Personal information
- Full name: Matthew James Hall
- Born: 30 October 1981 (age 44) Chesterfield, Derbyshire, England
- Batting: Right-handed
- Bowling: Right-arm medium

Domestic team information
- 2000–2001: Derbyshire Cricket Board

Career statistics
| Competition | LA |
| Matches | 2 |
| Runs scored | 15 |
| Batting average | 7.50 |
| 100s/50s | –/– |
| Top score | 8 |
| Balls bowled | 90 |
| Wickets | – |
| Bowling average | – |
| 5 wickets in innings | – |
| 10 wickets in match | – |
| Best bowling | – |
| Catches/stumpings | –/– |
- Source: Cricinfo, 14 October 2010

= Matthew Hall (cricketer) =

English cricketer

Matthew James Hall (born 30 October 1981) is a former English cricketer. Hall was a right-handed batsman who bowled right-arm medium pace. He was born at Chesterfield, Derbyshire.

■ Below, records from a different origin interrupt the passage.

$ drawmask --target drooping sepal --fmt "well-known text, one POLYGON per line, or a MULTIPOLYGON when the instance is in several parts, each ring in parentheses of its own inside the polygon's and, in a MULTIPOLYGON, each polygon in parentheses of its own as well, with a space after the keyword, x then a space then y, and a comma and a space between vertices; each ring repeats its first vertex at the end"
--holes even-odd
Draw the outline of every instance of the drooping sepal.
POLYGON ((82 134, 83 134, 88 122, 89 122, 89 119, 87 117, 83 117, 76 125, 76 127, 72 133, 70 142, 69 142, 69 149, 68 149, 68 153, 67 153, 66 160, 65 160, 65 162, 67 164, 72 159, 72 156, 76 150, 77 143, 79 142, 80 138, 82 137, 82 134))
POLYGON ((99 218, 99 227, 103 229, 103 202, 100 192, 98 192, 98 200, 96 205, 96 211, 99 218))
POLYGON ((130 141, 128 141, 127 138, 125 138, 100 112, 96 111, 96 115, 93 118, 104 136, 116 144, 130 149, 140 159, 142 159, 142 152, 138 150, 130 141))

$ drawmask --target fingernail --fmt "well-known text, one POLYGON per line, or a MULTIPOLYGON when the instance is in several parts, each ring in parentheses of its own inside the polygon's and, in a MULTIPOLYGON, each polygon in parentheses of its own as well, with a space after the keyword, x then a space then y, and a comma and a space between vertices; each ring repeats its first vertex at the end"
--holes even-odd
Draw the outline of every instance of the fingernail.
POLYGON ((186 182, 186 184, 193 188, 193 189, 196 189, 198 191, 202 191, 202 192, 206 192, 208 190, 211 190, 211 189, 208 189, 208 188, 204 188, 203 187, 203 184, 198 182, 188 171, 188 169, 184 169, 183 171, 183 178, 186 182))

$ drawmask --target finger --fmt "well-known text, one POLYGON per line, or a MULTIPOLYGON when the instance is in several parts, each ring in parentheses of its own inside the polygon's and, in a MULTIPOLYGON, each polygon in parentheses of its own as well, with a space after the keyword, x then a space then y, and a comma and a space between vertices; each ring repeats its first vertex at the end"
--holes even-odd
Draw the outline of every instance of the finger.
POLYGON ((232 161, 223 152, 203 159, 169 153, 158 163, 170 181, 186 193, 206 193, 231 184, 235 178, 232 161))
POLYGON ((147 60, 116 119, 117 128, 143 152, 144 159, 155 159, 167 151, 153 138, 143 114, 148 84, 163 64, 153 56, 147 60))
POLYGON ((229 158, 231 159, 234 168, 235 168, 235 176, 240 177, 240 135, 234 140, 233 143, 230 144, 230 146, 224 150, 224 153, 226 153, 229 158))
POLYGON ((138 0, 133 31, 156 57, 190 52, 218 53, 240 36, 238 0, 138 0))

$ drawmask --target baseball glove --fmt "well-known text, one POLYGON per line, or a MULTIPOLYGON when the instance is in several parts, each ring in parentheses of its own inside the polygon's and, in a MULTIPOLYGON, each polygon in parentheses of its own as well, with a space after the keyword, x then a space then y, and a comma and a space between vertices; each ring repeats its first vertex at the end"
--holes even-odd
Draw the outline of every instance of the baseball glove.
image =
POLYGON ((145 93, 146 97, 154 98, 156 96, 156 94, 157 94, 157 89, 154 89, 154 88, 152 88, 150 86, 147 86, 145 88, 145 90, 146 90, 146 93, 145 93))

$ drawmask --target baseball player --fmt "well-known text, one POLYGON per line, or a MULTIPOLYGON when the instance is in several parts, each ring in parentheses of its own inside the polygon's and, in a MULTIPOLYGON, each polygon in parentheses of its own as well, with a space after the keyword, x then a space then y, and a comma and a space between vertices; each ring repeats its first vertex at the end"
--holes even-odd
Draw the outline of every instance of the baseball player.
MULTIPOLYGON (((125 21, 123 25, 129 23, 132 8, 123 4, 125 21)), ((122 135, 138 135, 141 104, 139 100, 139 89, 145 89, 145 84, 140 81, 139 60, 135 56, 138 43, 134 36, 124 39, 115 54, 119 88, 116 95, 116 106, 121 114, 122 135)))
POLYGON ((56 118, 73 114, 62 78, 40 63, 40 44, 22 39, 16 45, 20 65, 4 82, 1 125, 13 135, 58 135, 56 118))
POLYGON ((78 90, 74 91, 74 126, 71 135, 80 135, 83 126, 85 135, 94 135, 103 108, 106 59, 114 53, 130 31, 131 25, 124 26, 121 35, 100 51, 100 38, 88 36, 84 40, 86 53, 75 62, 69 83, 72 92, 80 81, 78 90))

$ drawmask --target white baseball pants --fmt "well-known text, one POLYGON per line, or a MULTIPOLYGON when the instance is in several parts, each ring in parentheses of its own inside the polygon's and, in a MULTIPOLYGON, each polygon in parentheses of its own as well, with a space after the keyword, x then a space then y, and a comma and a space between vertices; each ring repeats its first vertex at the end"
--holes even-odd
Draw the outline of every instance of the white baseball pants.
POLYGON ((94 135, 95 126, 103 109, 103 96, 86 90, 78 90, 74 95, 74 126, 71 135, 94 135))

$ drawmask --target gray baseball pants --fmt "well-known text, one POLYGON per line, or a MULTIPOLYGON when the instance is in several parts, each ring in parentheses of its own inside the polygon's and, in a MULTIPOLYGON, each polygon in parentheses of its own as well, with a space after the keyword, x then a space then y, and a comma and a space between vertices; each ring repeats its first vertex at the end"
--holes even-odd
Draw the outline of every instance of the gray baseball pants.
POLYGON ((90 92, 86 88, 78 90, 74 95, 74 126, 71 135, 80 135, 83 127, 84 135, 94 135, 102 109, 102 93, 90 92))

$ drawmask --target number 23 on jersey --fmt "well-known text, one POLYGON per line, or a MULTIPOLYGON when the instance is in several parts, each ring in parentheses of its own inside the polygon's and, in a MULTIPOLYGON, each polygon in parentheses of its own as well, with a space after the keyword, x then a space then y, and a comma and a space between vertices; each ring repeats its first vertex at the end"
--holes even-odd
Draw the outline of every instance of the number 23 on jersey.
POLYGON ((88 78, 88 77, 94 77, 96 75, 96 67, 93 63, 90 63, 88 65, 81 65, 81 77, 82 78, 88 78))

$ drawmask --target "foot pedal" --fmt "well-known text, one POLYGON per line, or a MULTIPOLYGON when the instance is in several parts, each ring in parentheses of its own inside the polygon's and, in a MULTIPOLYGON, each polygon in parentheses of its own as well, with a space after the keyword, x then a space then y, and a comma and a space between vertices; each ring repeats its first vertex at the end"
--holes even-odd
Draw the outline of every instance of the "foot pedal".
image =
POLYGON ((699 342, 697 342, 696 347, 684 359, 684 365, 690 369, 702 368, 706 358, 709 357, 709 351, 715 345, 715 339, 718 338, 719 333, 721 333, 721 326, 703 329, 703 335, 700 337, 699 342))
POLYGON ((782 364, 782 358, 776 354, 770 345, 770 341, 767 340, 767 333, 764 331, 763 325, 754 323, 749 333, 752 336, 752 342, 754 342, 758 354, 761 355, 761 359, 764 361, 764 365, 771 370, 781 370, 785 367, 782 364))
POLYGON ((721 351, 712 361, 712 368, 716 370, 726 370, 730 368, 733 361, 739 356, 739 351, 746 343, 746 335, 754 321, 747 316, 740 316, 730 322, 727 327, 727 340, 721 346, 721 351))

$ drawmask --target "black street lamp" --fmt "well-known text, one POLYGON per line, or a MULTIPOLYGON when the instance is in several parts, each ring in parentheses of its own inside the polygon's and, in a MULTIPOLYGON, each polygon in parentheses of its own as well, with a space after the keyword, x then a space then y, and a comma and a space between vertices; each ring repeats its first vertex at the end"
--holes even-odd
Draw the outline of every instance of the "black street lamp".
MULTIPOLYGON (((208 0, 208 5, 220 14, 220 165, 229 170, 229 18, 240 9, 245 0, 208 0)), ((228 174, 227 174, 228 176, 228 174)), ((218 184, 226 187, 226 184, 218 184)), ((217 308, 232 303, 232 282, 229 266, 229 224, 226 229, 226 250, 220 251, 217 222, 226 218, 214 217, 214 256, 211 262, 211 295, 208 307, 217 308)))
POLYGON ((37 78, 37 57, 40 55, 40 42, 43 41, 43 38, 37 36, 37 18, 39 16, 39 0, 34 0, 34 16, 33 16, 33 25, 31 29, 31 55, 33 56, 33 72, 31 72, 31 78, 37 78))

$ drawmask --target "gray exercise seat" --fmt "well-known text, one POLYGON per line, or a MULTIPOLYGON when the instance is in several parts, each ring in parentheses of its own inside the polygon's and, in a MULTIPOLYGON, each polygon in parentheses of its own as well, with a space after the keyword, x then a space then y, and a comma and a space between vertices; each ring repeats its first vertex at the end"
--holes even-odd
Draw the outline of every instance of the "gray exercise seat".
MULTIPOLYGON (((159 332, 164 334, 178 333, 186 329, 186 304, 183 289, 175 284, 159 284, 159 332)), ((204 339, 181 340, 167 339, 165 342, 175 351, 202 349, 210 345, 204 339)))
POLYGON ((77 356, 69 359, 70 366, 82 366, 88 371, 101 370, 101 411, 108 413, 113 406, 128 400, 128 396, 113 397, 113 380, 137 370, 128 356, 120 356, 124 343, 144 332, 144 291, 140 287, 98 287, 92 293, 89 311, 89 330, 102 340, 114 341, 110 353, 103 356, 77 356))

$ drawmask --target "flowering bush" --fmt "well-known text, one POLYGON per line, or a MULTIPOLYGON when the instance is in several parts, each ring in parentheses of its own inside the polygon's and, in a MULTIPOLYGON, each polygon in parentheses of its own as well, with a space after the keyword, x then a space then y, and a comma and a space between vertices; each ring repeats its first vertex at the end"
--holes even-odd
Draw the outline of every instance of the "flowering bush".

Hall represented the Derbyshire Cricket Board in 2 List A matches against Derbyshire in the 2000 NatWest Trophy and Bedfordshire in 1st round of the 2002 Cheltenham & Gloucester Trophy which was held in 2001. In his 2 List A matches, he scored 15 runs at a batting average of 7.50, with a high score of 8.